Les Aveux Review Foucault Studies 5593-20745-2-PB.pdf
REVIEW ESSAY Michel Foucault’s Confessions of the Flesh. The fourth volume of the History of Sexuality, 2018
With Histoire de la sexualité 4: Les aveux de la chair, a long awaited and major publication in Foucault’s œuvre has finally become available. In order to fully understand Les aveux de la chair and its contribution to Foucault’s work, Foucault Studies and future use of Foucault’s work, it is necessary to understand its publication history as well as its place within Foucault’s wider oeuvre and, in particular, his History of Sexuality.
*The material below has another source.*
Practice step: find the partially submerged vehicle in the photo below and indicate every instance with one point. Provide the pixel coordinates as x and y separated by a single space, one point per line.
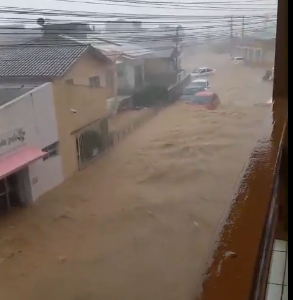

This review essay therefore begins by providing an outline of the broader context of Les aveux de la chair in a section entitled “The Setting of Foucault’s Confessions of the Flesh.” This part gives an account of the gradual yet decisive and important shift in the period of investigation and the overall perspective of the History of Sexuality that led to the publication of Les aveux as the fourth volume in this series. Subsequently, the review provides an overview of the main parts of the book and their contents entitled “The structure of Les aveux.” While the following parts articulate “The contribution of the volume” and “Further implications of the volume,” the final part “More to come?” concludes by anticipating possible future publications of Foucault’s work.